The book was inspired through a meeting with Sandi Phoenix, from Phoenix Support for Educators, a team of mentors and experts. Sandi told the book launch that children deserved to experience freedom and "an easy way to get freedom is to connect with nature".
Born and bred in Canberra, Gabby said she had only been inspired in her childcare career through working with the now defunct Kidlets centre in Gordon, paying tribute to it at the launch.
"When I worked in Sydney, I only worked with people in a hurry and who delivered conveyor-belt care, and Kidlets taught me about respectful care," she said.
She had found the same at the not-for-profit Woden Valley Childcare Centre, where she was Miss Gabby and happy to be.

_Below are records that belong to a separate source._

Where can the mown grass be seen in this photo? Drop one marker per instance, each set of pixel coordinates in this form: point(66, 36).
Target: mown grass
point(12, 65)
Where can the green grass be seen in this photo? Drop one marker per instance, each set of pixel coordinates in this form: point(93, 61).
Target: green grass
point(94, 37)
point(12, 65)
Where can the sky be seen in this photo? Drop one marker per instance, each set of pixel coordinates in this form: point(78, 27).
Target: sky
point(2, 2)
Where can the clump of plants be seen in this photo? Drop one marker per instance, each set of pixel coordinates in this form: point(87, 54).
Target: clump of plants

"My mum said I needed to find a job where people were nice," she said.
"I have what my mum envisaged for me, working with people who get me and I'm so grateful and so thankful."
Kate Kaylock, president of the Woden Valley Childcare Centre's parent-run management committee, said Gabby was loved by the children.
"She is nurturing, caring. She takes advice from the kids and the parents. She grows the kids like she grows her plants," Mrs Kaylock said.
- The Book, Book, Book is available at phoenix-support.com.au and The Markets Wanniassa.